Gadzooks! It’s planting season! Fertilizer prices are too high! There’s an election coming up! Somebody do something!
There’s no doubt about it — fertilizer prices are at or near their highest points in history. Eighty lawmakers, led by Reps. Cindy Axne (D-Iowa), Tracey Mann (R-Kansas), and Sen. Jerry Moran (R-Kansas), have made the perfectly reasonable suggestion that U.S. antidumping and countervailing duty (AD/CVD) measures on fertilizer imports be removed.
My background makes fertilizer tariffs a particularly interesting issue. Having farmed for a living has given me a first-hand knowledge of fertilizers. Working on Capitol Hill taught me how elected officials respond to concerns held by their constituents. And having served as chairman of the U.S. International Trade Commission has provided an in-depth understanding of U.S. trade remedy laws, including AD/CVD procedures.
Many in Congress now recognize that import restrictions are hurting farmers, which is an important first step. However, the March 17 letter sent to Jason Kearns, chairman of the U.S. International Trade Commission, misses the mark.
It calls on the ITC to “reconsider the duties placed on phosphate fertilizer products imported from Morocco and suspend the preliminary duties on UAN [urea ammonium nitrate] products from Trinidad and Tobago.”
This is something the ITC cannot do. However, the good news is that Congress can fix the problem itself.
The global fertilizer market is complicated both by war and by trade policy. Russia and Belarus are major producers of fertilizers.
The reality is that AD/CVD statues contain no provisions that would allow the Commission to waive or repeal trade remedy measures. The ITC is a faithful administrator of the country’s trade policies, but does not make policy itself.
In the current circumstance, domestic companies producing fertilizers have followed the process established in law.
They’ve started at the Department of Commerce, which determined that the fertilizers were being sold at unfairly low prices by companies, thus making them eligible for antidumping duties, or subsidized by a foreign government, for which the response would be countervailing duties.
DOC sets duty rates (i.e., import tariffs) at levels that in theory should serve to offset the troubling pricing behavior.
The ITC then examines evidence on the record to determine whether domestic producers actually have been harmed (“materially injured”) by the low-priced imports.
This process takes place professionally and without political manipulation. If injury is found, then the import duty rates established by DOC go into effect for five years.
So with respect to fertilizers, the Commission simply has done its job. Congress, on the other hand, has a different job.
Part of that job is specified in Article I, Section 8 of the Constitution: “To regulate Commerce with foreign Nations.”
In other words, if Congress doesn’t like the outcome of current protectionist policies, it should change the law. The most direct approach would be to revoke existing fertilizer import restrictions through legislation.

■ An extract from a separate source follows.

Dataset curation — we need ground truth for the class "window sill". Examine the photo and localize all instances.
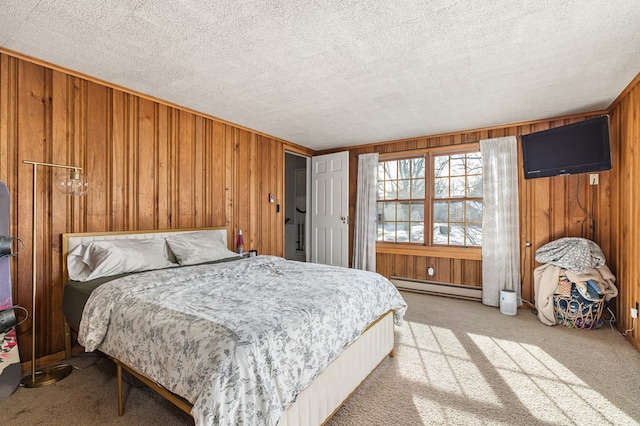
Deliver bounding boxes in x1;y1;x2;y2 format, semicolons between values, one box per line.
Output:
376;243;482;260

But if the intent really is to help farmers by ending import restrictions, why stop with fertilizers? The average farmer needs to buy tons of steel, which is a key component in tractors, combines, tillage equipment, grain bins, and steel buildings.
Unfortunately for farmers, America’s steel import restrictions have caused our country to have among the world’s highest steel prices.
But why limit the effort to helping farmers? Half of all imports serve as inputs for American factories. Thus, many manufacturers find themselves less competitive relative to imported finished goods because trade protectionism has artificially raised their production costs.
Rather than trying to reform trade policies for specific products or specific sectors, a better solution would be to rewrite AD/CVD law so that duties only would be put in place once an economic analysis has shown society as a whole would benefit.
This would mean that gains for domestic producers from import protection would be greater than costs imposed on users and the overall economy. After all, why would Congress want to continue trade policies that harm our economy and make America poorer?
Elected representatives now are aware that import restrictions create unnecessary costs for farmers. Rather than hoping an administrative agency can somehow fix the problem, legislators will need to step forward and do the job themselves. It’s time for Congress to realize that — in the words of the cartoon character “Pogo” — “We have met the enemy, and he is us.”